5. Practical Considerations and Usage

• Hardware Synergy: The 4/6 algorithm aligns with Blackwell GPU instruction sets supporting efficient conversion between FP4 and FP8, enabling seamless integration with minimal runtime impact (Cook et al., 1 Dec 2025).
• In Vision Models: For fractional scaling, aligning H,W to multiples of 6 avoids rounding artifacts. Always specify align_corners=False for stable gradients during bilinear rescaling.
• Code Integration: Minimal PyTorch, CUDA, or equivalent APIs suffice to integrate these blocks into state-of-the-art architectures, without modifying downstream layers or requiring special regularization. The per-block quantization process is compatible with post-training quantization approaches such as AWQ and SmoothQuant.

6. Significance and Broader Impact

The Four Over Six (4/6) adaptive scaling strategy constitutes an efficient, hardware-friendly, and empirically validated method for addressing quantization and downsampling bottlenecks:

• For FP4/NVFP4 quantization, it mitigates the disproportionate error on near-maximal values, which have been empirically identified as primary causes for both divergence during training and degraded inference accuracy in large-scale neural networks.
• For vision networks, learned fractional scaling blocks offer a path to improved coding efficiency and quality preservation in applications requiring non-integer spatial transformations.

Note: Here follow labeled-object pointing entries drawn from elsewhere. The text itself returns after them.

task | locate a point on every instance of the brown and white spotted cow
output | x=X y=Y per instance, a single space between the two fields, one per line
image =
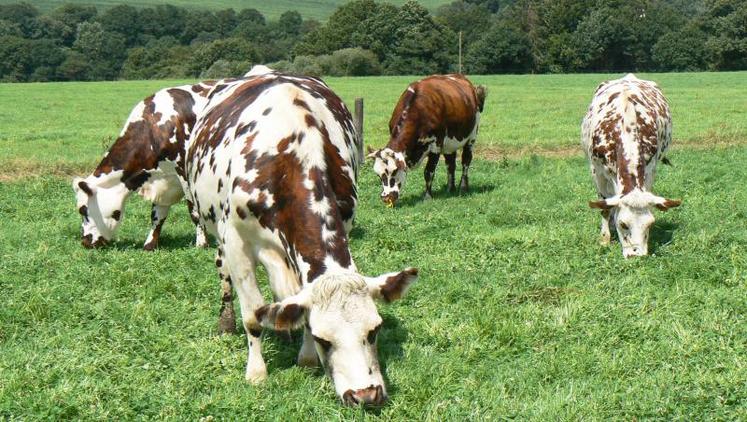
x=437 y=115
x=272 y=169
x=626 y=131
x=147 y=157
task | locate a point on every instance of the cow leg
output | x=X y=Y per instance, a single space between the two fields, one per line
x=450 y=168
x=200 y=235
x=227 y=321
x=430 y=170
x=466 y=161
x=241 y=265
x=158 y=214
x=608 y=216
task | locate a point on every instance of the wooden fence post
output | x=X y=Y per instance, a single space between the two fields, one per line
x=358 y=120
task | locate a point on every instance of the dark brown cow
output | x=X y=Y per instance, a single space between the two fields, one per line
x=437 y=115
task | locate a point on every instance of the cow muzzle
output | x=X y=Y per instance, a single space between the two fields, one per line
x=390 y=199
x=371 y=396
x=88 y=243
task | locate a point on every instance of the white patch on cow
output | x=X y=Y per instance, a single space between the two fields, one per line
x=164 y=104
x=258 y=70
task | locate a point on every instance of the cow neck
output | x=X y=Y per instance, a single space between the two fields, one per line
x=631 y=163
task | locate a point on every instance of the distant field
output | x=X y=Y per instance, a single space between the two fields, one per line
x=523 y=114
x=518 y=314
x=317 y=9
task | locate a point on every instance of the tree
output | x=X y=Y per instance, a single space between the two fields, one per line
x=124 y=20
x=422 y=45
x=230 y=49
x=682 y=50
x=726 y=21
x=105 y=51
x=503 y=49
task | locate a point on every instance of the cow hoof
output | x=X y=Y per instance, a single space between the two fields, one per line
x=227 y=323
x=256 y=375
x=310 y=361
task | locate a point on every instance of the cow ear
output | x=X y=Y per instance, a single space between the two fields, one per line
x=663 y=204
x=605 y=204
x=392 y=286
x=285 y=315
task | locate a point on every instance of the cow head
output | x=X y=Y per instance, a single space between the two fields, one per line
x=342 y=316
x=633 y=218
x=100 y=208
x=391 y=168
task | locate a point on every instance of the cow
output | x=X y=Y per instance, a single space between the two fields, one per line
x=148 y=158
x=272 y=169
x=436 y=115
x=625 y=132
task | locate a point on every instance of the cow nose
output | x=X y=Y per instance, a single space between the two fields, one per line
x=371 y=396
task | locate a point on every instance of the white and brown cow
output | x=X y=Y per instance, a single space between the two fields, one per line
x=436 y=115
x=147 y=157
x=272 y=170
x=626 y=131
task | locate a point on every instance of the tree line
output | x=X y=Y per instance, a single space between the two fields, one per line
x=366 y=37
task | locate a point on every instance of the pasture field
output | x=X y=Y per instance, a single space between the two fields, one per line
x=309 y=9
x=518 y=313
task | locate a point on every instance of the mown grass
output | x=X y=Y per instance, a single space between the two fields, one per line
x=519 y=313
x=523 y=114
x=309 y=9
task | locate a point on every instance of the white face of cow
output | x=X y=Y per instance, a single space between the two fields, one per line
x=101 y=211
x=391 y=168
x=342 y=316
x=633 y=218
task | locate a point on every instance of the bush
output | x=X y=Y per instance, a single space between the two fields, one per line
x=354 y=62
x=682 y=51
x=226 y=69
x=306 y=65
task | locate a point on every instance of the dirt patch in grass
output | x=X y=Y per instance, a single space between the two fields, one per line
x=17 y=169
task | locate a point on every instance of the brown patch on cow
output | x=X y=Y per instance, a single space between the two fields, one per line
x=85 y=188
x=669 y=203
x=299 y=228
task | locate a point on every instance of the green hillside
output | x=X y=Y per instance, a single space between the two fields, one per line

A plausible implication is that as low-precision training proliferates across domains, blockwise-adaptive schemes like 4/6 will gain increasing importance, especially in future hardware-accelerated environments and large-scale deployment settings (Cook et al., 1 Dec 2025, Chen et al., 2021).